49. The dressing kit of claim 37, wherein the polymer film of the second layer is hydrophobic.

50. The dressing kit of claim 37, wherein the polymer film of the second layer is a polyurethane film.

51. The dressing kit of claim 41, wherein the fluid restrictions comprise a plurality of slots, each of the slots having a length less than 4 mm.

52. The dressing kit of claim 37, wherein the package layer comprises a copolyester material.

53. The dressing kit of claim 37, wherein the dressing does not comprise a separate release liner adjacent to the first layer.

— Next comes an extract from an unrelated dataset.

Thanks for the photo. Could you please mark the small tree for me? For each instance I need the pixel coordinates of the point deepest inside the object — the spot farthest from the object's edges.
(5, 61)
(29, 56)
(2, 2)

54. A method of manufacturing a packaged dressing, comprising:

assembling a plurality of dressing layers in a stack to form a dressing, wherein the plurality of dressing layers comprises a first layer comprising a tacky outer surface and a second layer comprising a polymer drape;

positioning the dressing on an internal surface of a first package layer by placing the tacky outer surface of the first layer in contact with a central portion of the first package layer;

positioning a second package layer on an outer surface of the second layer of the dressing layers; and

welding a perimeter of the first package layer to a perimeter of the second package layer to form a sealed pouch around the dressing.

55. The method of claim 54, wherein the first package layer comprises:

an outer film layer comprising a transparent material; and

an inner layer comprising a material adapted to assist with heat sealing the

perimeter of the first package layer to the perimeter of the second package layer.

56. The method of claim 55, wherein the inner layer comprises a low-melting point ionomer material.

57. The method of claim 54, wherein the first package layer is adapted to be peeled away from the tacky outer surface of the first layer.

58. The method of claim 54, wherein the second package layer comprises a polyolefin material.

59. The method of claim 54, wherein the first layer comprises a hydrophobic gel.

60. The method of claim 59, wherein the hydrophobic gel comprises a silicone gel.

61. The method of claim 54, wherein the dressing does not comprise a separate release liner adjacent to the first layer.

62. The systems, apparatuses, and methods substantially as described herein.